Tuesday, February 05, 2008

Artificial Skin for Terminators (and People)

The basic plot of FOX's new series, The Sarah Connor Chronicles, has a familiar formula: Sarah and her son John - who will ultimately lead the human rebellion against the machines - are aided by a friendly and attractive cyborg from the future, Cameron, who helps protect them from a bad terminator, Cromartie.

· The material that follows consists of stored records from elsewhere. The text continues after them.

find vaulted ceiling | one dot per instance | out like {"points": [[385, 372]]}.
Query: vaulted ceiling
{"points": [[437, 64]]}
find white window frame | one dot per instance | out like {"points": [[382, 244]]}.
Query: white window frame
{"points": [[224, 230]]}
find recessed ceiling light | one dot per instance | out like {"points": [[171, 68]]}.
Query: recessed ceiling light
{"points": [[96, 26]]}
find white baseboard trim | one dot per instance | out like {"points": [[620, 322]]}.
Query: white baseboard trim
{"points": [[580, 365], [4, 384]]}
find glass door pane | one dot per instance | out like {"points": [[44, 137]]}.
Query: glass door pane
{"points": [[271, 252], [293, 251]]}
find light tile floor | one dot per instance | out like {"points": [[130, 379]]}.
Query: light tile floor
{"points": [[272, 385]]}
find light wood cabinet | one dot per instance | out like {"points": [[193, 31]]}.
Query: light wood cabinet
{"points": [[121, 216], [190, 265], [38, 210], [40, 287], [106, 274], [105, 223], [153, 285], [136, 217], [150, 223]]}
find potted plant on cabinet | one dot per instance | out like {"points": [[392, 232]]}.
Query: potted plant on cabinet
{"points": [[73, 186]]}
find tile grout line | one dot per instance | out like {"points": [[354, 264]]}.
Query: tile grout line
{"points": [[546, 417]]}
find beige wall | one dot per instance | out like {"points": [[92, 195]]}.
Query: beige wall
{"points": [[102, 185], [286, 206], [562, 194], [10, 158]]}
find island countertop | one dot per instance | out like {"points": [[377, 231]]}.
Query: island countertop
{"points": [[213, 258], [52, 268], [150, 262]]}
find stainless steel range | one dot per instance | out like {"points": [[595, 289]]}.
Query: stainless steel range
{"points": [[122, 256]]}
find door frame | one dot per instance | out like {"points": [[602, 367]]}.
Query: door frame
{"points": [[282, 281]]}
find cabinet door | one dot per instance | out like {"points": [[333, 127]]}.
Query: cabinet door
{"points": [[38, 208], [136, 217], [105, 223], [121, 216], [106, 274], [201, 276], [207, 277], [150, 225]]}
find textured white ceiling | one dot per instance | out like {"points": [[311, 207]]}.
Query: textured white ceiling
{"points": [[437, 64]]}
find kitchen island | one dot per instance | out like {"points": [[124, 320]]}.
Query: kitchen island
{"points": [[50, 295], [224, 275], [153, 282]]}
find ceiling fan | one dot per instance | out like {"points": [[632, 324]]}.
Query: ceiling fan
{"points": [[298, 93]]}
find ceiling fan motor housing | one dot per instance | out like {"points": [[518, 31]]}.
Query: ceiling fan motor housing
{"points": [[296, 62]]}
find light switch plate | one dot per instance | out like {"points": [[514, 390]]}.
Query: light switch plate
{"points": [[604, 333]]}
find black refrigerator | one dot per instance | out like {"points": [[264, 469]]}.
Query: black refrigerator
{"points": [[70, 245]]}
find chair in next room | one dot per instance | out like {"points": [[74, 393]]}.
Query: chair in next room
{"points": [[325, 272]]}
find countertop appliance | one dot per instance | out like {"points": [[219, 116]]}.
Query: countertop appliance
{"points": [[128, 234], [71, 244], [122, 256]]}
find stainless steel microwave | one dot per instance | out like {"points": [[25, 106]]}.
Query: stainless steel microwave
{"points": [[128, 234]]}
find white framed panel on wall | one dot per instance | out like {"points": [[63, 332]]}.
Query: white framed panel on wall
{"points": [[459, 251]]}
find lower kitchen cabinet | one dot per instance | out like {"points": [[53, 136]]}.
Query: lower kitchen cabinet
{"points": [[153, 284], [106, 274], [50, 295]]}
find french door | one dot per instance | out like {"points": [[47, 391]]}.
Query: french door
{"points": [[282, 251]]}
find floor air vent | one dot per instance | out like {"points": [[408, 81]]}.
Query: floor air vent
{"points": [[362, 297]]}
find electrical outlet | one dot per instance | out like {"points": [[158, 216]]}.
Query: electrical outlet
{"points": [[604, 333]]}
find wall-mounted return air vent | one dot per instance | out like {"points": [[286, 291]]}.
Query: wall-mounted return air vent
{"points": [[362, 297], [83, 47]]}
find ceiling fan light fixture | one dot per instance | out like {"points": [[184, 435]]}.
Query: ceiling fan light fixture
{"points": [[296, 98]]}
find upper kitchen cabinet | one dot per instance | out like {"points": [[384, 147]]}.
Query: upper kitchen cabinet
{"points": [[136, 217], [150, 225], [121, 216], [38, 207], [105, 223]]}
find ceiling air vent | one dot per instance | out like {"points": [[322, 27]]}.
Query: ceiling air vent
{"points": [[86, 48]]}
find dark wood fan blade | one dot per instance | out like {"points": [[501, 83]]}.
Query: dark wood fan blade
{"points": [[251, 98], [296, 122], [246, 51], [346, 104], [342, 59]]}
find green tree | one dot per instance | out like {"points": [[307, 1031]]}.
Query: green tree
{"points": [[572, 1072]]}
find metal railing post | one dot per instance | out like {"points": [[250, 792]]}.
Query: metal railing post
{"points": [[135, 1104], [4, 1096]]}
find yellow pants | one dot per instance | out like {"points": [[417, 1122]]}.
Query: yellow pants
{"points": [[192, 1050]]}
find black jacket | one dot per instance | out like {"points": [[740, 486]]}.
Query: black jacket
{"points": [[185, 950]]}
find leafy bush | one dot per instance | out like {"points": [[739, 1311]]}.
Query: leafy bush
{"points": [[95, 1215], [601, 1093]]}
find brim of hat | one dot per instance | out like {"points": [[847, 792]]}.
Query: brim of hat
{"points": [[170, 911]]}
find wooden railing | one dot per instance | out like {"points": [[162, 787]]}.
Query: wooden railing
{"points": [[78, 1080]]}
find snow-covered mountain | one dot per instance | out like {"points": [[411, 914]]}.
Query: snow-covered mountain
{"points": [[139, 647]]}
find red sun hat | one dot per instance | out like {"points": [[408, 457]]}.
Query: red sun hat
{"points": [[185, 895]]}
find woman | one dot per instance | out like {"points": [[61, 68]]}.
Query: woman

In the series premiere Cromartie was shot with a high-energy rifle from the future and apparently destroyed. Not too surprisingly, his head - stripped of it's human-seeming flesh - survives, and contains programming for automated repair. Cromartie rebuilds the metal skeleton of his body, but still needs a flesh covering to appear human. To that end, he seeks out a scientist, Dr. Fleming, who is working on a formula for growing skin in vitro. In exchange for a formula that makes the skin grow extra super duper fast, the scientist helps Cromartie grow a covering of flesh. The process doesn't leave him very pretty, but at least he doesn't look like a robot any more:

The only thing Cromartie was missing was human eyes, which he also got from the docto - after killing him, of course.

In real life, skin can indeed be grown in a laboratory. The difference is that it takes a lot longer than a day. An example is a recent study that demonstrated growing new patches of skin from stem cells that are stuck to hair roots.
“We pluck a few hairs off the back of the patient’s head and extract adult stem cells from their roots, which we then proliferate in a cell culture for about two weeks. Then we reduce the nutrient solution until it no longer covers the upper sides of the cells, exposing them to the surrounding air. The increased pressure exerted by the oxygen on the surfaces of the cells causes them to differentiate into skin cells,” explains Emmendörffer. In this way, the researchers can grow numerous small pieces of skin, produced individually for each patient, which add up to a surface area of 10 to 100 square centimeters when pieced together.
A 10cm x 10cm (or 4 inch x 4 inch) patch would only replace a tiny portion of the 1.5-2 square meters of skin on an adult human. Starting with a larger piece of tissue the size of a postage stamp, enough skin to almost cover the entire body can be grown in just three weeks.

As yet, there are no artificial skins that can permanently replace human skin tissue, although biotech companies are working in that direction. An example of progress in that direction is Apligraf, an artificial living skin used to help heal ulcers and sores. Apligraf is constructed from human kerotinocytes and dermal fibroblasts grown from neonatal foreskin grown on a matrix of cow type I collagen. It has layers of cells like normal human skin, but has no sweat glands or hair follicles. Two other artificial skin products, TransCyte and Integra, help provide a scaffold for skin grown in burn patients, as CNN reported in 2003:

TransCyte contains skin cells called fibroblasts, which act as a kind of skin stem cell, growing, if conditions allow, into the variety of tissues that comprise healthy skin.

But they don't just grow; they need something to cling to, and TransCyte is made of a kind of scaffolding, not unlike a garden lattice that encourages vines to grow up around it.

Patients with third-degree burns, however, may require Integra to replace the dermal skin layer. It also provides a kind of scaffolding that helps the dermis regenerate itself, in part by tricking it into thinking there are healthy epithelial cells above it.

And while these products help promote skin growth, they only a temporarily replace normal skin. Artificial skins that can be permanently be integrated into the body are still in the testing stages. One such product is in development by British biotech firm Intercytex. As reported last summer:

Called ICX-SKN, the artificial skin mimics the process of natural wound healing. It is made up of a matrix of fibrin, which is a protein found in healing wounds. Fibroblasts – cells that produce collagen in natural skin – are integrated into the matrix.The matrix can be implanted into the wound, where it integrates with the patient’s own skin, closing the wound.In the study, the researchers cut small, oval sections of skin from the arms of six healthy volunteers, and inserted the artificial skin into their wounds. Within 28 days the wounds had fully closed, and showed relatively little scarring.

While further trials are ongoing, Intercytex already has related cosmetic products in the final testing phase, including ICX-TRC autologous hair regeneration therapy (cells used to treat male pattern baldness and female alopecia), and VAVELTA a "facial rejuvenation product" made of human dermal fibroblasts.

So, while it may be a while before skin can be replaced by simply bathing in cultured cells (cyborgs take note), the use of cultured cells to make us younger looking is right around the corner.